Bruxelles, 2 décembre 2025 - Dans une interview accordée à la publication danoise Børsen, l'ancien président du Comité militaire de l'OTAN, l'amiral néerlandais Rob Bauer, avertit que l'Europe risque de faire face dans les années à venir à un scénario de sécurité extrêmement grave, dans lequel la Russie et la Chine pourraient lancer des actions militaires simultanées, mettant une pression sans précédent sur les États-Unis et leurs alliés européens.
En bref
L'ancien président du Comité militaire de l'OTAN met en garde contre le risque d'une offensive simultanée Russie-Europe et Chine-Taïwan.
L'Europe doit transformer son économie et sa société à un rythme accéléré pour devenir un véritable facteur de dissuasion.
Bauer déclare que la Russie n'a aucun intérêt à mettre fin à la guerre, et que les États-Unis restent essentiels pour la sécurité de l'Europe.
Bauer affirme qu'une éventuelle attaque chinoise contre Taïwan pourrait être accompagnée d'un conflit majeur initié par la Russie en Europe, dans le but de disperser l'attention militaire des États-Unis. À son avis, ce scénario - qu'il considère comme "le plus grand motif d'inquiétude de l'OTAN en ce moment" - pourrait conduire à un conflit de grande envergure si ce n'est pas contrebalancé par une augmentation rapide des capacités de dissuasion européennes. Selon lui, la coordination militaire entre Pékin et Moscou est possible et aurait une logique stratégique pour les deux régimes.

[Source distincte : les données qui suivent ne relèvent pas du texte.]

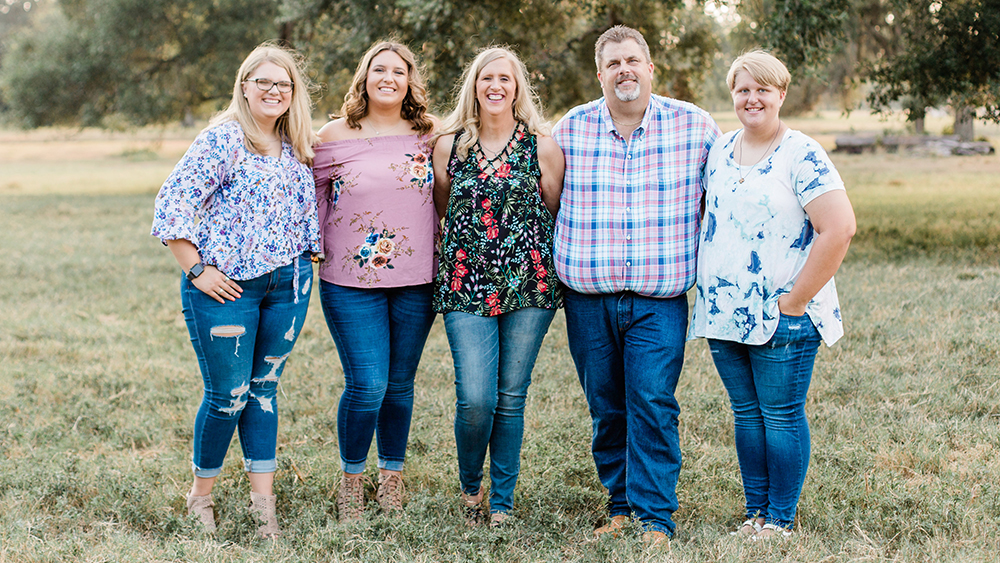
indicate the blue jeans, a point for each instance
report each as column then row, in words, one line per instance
column 767, row 386
column 493, row 359
column 628, row 350
column 242, row 347
column 380, row 335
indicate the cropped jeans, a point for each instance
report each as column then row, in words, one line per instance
column 380, row 335
column 493, row 359
column 242, row 347
column 629, row 350
column 767, row 386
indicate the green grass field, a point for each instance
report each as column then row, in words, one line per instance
column 99, row 386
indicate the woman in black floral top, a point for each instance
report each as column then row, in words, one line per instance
column 497, row 181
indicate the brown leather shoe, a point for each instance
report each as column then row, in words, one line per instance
column 202, row 508
column 656, row 540
column 614, row 527
column 351, row 498
column 263, row 507
column 390, row 492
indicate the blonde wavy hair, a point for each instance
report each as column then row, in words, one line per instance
column 465, row 116
column 295, row 125
column 414, row 109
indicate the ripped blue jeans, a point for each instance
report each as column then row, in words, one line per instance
column 242, row 347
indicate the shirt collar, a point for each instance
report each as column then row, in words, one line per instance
column 608, row 124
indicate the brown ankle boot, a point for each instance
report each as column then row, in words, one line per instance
column 202, row 507
column 263, row 507
column 390, row 492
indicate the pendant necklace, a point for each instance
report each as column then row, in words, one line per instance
column 739, row 167
column 379, row 133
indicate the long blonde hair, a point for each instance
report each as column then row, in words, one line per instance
column 414, row 108
column 295, row 125
column 465, row 116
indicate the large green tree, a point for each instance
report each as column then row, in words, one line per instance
column 144, row 61
column 554, row 37
column 915, row 53
column 949, row 51
column 149, row 62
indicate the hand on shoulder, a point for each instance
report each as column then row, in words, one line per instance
column 335, row 130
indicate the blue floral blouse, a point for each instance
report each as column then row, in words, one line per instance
column 496, row 247
column 247, row 214
column 755, row 239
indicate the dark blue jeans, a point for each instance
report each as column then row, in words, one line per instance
column 628, row 351
column 493, row 359
column 380, row 335
column 767, row 386
column 242, row 347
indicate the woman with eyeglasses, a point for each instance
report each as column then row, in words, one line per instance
column 377, row 219
column 238, row 212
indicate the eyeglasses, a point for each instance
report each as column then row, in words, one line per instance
column 265, row 84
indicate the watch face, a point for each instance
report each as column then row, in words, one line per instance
column 195, row 271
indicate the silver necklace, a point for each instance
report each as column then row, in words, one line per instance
column 380, row 133
column 497, row 152
column 739, row 167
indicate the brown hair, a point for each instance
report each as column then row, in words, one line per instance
column 414, row 107
column 618, row 34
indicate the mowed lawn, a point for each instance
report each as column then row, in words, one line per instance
column 99, row 386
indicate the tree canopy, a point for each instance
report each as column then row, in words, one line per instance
column 145, row 62
column 148, row 62
column 915, row 53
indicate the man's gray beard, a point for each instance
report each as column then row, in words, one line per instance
column 627, row 96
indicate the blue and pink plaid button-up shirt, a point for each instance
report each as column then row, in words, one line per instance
column 629, row 214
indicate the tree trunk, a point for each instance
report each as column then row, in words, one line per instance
column 965, row 123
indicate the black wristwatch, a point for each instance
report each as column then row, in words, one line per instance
column 195, row 271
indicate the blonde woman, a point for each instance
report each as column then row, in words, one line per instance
column 497, row 181
column 374, row 189
column 238, row 212
column 777, row 226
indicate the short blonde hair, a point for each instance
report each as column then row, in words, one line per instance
column 763, row 67
column 414, row 108
column 465, row 116
column 295, row 125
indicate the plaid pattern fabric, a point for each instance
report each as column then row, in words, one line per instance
column 629, row 214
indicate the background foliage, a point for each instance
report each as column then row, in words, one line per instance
column 132, row 62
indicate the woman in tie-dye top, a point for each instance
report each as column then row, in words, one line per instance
column 777, row 226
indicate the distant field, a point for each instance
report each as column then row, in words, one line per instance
column 99, row 386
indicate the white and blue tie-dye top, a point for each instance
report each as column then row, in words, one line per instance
column 755, row 239
column 248, row 214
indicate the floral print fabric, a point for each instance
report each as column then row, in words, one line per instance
column 496, row 249
column 376, row 211
column 248, row 214
column 755, row 239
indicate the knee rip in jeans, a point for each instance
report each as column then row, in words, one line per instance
column 238, row 401
column 276, row 363
column 229, row 331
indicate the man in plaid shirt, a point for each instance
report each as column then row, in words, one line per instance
column 625, row 244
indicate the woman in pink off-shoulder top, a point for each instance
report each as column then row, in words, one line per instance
column 377, row 221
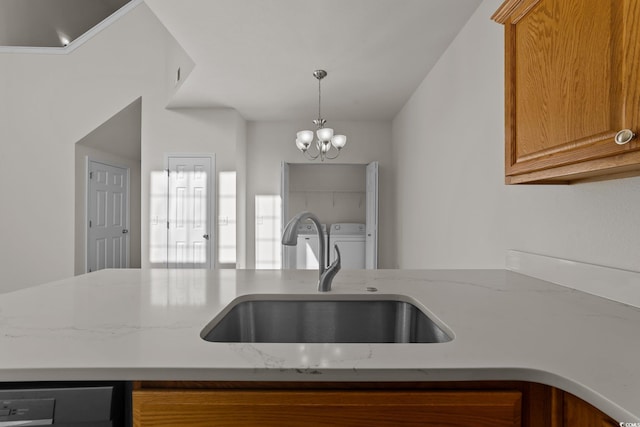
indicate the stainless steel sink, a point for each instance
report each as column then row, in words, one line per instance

L'ancien responsable de l'OTAN estime que la Russie ne manifeste aucun intérêt réel pour mettre fin à la guerre en Ukraine et que les pressions internes sur le régime de Poutine sont improbables. Il note que Moscou est passé à une économie de guerre, n'a pas atteint ses objectifs stratégiques, et que le soutien de la Chine, de l'Iran et de la Corée du Nord maintient la capacité militaire russe à long terme. Bauer avertit que peu importe comment le conflit se terminera, l'affrontement entre la Russie et les démocraties occidentales continuera.
Face à ce contexte, Bauer soutient que l'Europe doit adopter un "modèle de mobilisation sociétale" similaire à celui de l'Ukraine, arguant que les normes sociales et culturelles européennes actuelles ne sont pas adaptées à un scénario de crise sévère. Il compare le programme de travail de 12 heures des employés de l'industrie de défense ukrainienne avec le programme habituel de 40 heures dans les États d'Europe de l'Ouest, soulignant que la transformation industrielle ne peut pas avoir lieu sans un changement majeur de mentalité et de disponibilité.
Il appelle les investisseurs institutionnels et le secteur financier à s'impliquer dans l'expansion de la production européenne d'armement, affirmant que l'orientation exclusive vers des profits rapides ignore les risques structurels pour l'économie européenne en cas d'escalade du conflit. Bauer critique également la dépendance aux principes d'efficacité "juste à temps", arguant que le rythme de production de la Russie est déjà supérieur et que l'Europe doit passer à un modèle de production industrielle accélérée pour la défense.
L'ancien responsable de l'OTAN s'est déclaré inquiet d'un projet récent de plan de paix qui offrirait des concessions significatives à Moscou, estimant que cela serait "inacceptable". En même temps, Bauer affirme qu'il a confiance dans les engagements des États-Unis envers l'OTAN, y compris dans l'application de l'article 5, et rejette l'idée que l'alliance serait fragilisée. Il considère que le débat public sur le retrait ou l'affaiblissement des engagements américains sape l'unité transatlantique et sert indirectement les intérêts de Moscou.
Dans la discussion sur l'autonomie stratégique européenne, Bauer a averti qu'un scénario d'"indépendance vis-à-vis des États-Unis" nécessiterait des dépenses de défense de 5 à 10 % du PIB, afin de pouvoir remplacer les capacités militaires, logistiques, nucléaires et d'information des États-Unis en Europe. À son avis, l'incapacité de l'Europe à reproduire ces capacités dans un court laps de temps rend l'idée de se découpler de Washington "fondamentalement dangereuse".
Bauer conclut par un avertissement général : plus l'Europe se prépare rapidement à un scénario de conflit majeur, moins il est probable qu'il se matérialise. "Si nous ne faisons rien, nous perdrons", dit-il, soulignant que le temps restant pour renforcer la défense européenne "se réduit constamment".